Thursday, October 16, 2014
I just can't juggle like I used to. The good part of that is when I'm not blogging, it's because I'm busy at my sewing machine. Yessiree, I was sewing up a storm this summer, making and selling bags at the local Farmers Market. I didn't make a bundle of money - didn't come even close to covering my time, but I made enough to be able to afford a few more zippers and remnant bundles. Life is good.
Or was. Now my sewing machine needs an infusion. Honestly, it's never been quite the same since the needle hammered the needleplate apart earlier this year. The stitches after that were less than crisp, and in the past two weeks they've turned downright ugly. The tension is whacked, and no amount of fiddling will make it right. So it's into the repair shop on Saturday when we go to the big city. One nice thing about spending most of my Saturdays this year at the Market selling bags is that a few people asked me for custom orders, and I'm still working on a couple. So I need my baby back in top form.
The stitching has gotten so bad that I was sewing together two pieces of material a few days ago, in an area that was going to be covered by lining, and the stitches looked so awful that I ripped them out and did it again. And I'm not usually that fussy!
The other thing that consumed my time this past month was the vegetable garden! Tons and tons of tomatoes. And a bumper crop of hot peppers - de Arbol chilis, Jalapenos and Habaneros. Thanks to that huge mound of dirt next to the garden, left there when the paving blocks were put down last summer, the pepper plants were warm and happy all year. My husband learned how to can from one of our neighbours, and has turned several tons of tomatoes into tomato sauce - a fantastic addition to our Friday night home made pizzas. I've also made a few jars of tomato chutney and some salsa. And there are still more tomatoes.
I highly recommend the Amish Paste heirloom tomato as a tasty and highly prolific sauce tomato. The Super Italian Paste isn't bad, either. And I entered my Brandywine beefsteak tomatoes in our Fall Fair in September and won First prize! (Yes, I still have the ribbon.) They are the BEST eating tomato I've ever tasted.

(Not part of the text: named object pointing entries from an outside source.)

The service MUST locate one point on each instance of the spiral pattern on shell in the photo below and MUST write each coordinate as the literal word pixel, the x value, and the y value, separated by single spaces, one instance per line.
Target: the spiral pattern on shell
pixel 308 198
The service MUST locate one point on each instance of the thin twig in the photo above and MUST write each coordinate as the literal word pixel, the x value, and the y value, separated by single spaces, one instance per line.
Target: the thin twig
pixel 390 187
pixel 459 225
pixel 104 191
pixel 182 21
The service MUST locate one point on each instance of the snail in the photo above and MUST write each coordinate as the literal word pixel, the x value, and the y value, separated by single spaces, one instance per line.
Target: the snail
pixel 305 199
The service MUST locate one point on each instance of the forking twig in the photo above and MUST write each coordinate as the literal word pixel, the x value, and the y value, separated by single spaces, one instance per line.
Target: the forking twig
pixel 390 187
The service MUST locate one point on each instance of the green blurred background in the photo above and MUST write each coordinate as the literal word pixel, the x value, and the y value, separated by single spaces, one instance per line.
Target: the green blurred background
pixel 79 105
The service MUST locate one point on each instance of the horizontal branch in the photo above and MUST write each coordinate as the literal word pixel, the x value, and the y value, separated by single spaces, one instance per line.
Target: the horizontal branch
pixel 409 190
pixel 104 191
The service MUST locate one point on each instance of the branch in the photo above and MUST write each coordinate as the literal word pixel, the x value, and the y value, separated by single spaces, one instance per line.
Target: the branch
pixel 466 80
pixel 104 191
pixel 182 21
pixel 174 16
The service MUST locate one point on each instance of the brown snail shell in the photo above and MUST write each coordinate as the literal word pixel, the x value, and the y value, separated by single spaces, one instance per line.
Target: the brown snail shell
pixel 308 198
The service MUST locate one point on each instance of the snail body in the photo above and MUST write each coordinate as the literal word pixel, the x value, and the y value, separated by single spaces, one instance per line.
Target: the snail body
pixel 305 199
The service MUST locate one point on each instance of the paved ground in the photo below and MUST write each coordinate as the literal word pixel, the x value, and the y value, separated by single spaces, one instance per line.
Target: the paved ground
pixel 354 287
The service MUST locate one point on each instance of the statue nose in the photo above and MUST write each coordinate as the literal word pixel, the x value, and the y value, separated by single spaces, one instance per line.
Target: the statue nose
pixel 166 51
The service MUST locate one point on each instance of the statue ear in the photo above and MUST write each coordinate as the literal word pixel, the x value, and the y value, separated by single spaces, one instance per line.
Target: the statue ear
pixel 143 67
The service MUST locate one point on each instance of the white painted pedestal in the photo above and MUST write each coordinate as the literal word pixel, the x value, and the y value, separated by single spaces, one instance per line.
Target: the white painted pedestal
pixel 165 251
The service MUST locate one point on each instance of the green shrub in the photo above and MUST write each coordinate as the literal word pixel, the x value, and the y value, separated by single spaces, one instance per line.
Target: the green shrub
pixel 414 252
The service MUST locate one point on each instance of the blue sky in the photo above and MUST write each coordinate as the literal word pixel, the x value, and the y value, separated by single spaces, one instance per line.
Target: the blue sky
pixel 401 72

I grew dozens of tomato (and pepper) plants from seed this Spring and sold them at the Market. What I didn't sell, I planted in my garden, but I sold a lot. Several customers came by my table at the Market later in the year to let me know that the plants they bought from me out grew and out produced the plants they bought from the local nurseries. I'm already making plans for next year's plants.